Question. In a chained cron job like this:
sshfs . . . && /usr/bin/rsync . . . | /bin/mail -s . . . && . . .
Is there anyway to get a failure message from the first part to be emailed or logged?
Given the resolution of this problem I gather that sshfs must not have been found and therefore I would expect an error to be reported somewhere. The chained commands evidently interfered with the propagation of this error which would have immediately identified the source of the problem. Is it possible to get errors from the individual parts of such chained commands forwarded to an email address, or logged in the system log, or both?
At Tue, 7 Dec 2010 10:21:27 -0500 (EST) CentOS mailing list centos@centos.org wrote:
Question. In a chained cron job like this:
sshfs . . . && /usr/bin/rsync . . . | /bin/mail -s . . . && . . .
Is there anyway to get a failure message from the first part to be emailed or logged?
Given the resolution of this problem I gather that sshfs must not have been found and therefore I would expect an error to be reported somewhere. The chained commands evidently interfered with the propagation of this error which would have immediately identified the source of the problem. Is it possible to get errors from the individual parts of such chained commands forwarded to an email address, or logged in the system log, or both?
It is probably easiest to create a shell script with all of the chaining there and use shell script flow control to deal with mailing/logging errors:
#!/bin/sh -e sshfs . . . /usr/bin/rsync . . . 2>&1 | /bin/mail -s . . . ..
Or something like that (eg using '|| error-handling/reporting code' instead of -e).
James B. Byrne wrote:
Question. In a chained cron job like this:
sshfs . . . && /usr/bin/rsync . . . | /bin/mail -s . . . && . . .
Is there anyway to get a failure message from the first part to be emailed or logged?
Given the resolution of this problem I gather that sshfs must not have been found and therefore I would expect an error to be reported somewhere. The chained commands evidently interfered with the propagation of this error which would have immediately identified the source of the problem. Is it possible to get errors from the individual parts of such chained commands forwarded to an email address, or logged in the system log, or both?
If you're going to get that complicated, why not just write a short shell script, and run that via cron. Then you can set your environment explicitly (as opposed to in your crontab, which some folks like to do). Also, if you want logs from each piece, you could then break it up, and dump/read stuff from temp files.
mark
On 12/7/10 9:21 AM, James B. Byrne wrote:
Question. In a chained cron job like this:
sshfs . . .&& /usr/bin/rsync . . . | /bin/mail -s . . .&& . . .

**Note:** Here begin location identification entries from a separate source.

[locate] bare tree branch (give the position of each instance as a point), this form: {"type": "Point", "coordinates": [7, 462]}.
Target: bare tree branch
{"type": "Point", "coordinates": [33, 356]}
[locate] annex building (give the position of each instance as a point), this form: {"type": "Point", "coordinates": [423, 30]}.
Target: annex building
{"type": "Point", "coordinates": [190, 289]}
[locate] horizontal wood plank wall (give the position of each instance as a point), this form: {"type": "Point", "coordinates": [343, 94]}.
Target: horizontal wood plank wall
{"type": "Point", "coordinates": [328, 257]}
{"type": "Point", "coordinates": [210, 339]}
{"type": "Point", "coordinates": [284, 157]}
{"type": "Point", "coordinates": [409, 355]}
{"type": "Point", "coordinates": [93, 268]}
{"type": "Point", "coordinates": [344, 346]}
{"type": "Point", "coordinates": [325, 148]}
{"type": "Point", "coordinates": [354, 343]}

Is there anyway to get a failure message from the first part to be emailed or logged?
Given the resolution of this problem I gather that sshfs must not have been found and therefore I would expect an error to be reported somewhere. The chained commands evidently interfered with the propagation of this error which would have immediately identified the source of the problem. Is it possible to get errors from the individual parts of such chained commands forwarded to an email address, or logged in the system log, or both?
Cron should default to mailing anything sent to stdout or stderr to the owner of the job if you don't redirect it elsewhere.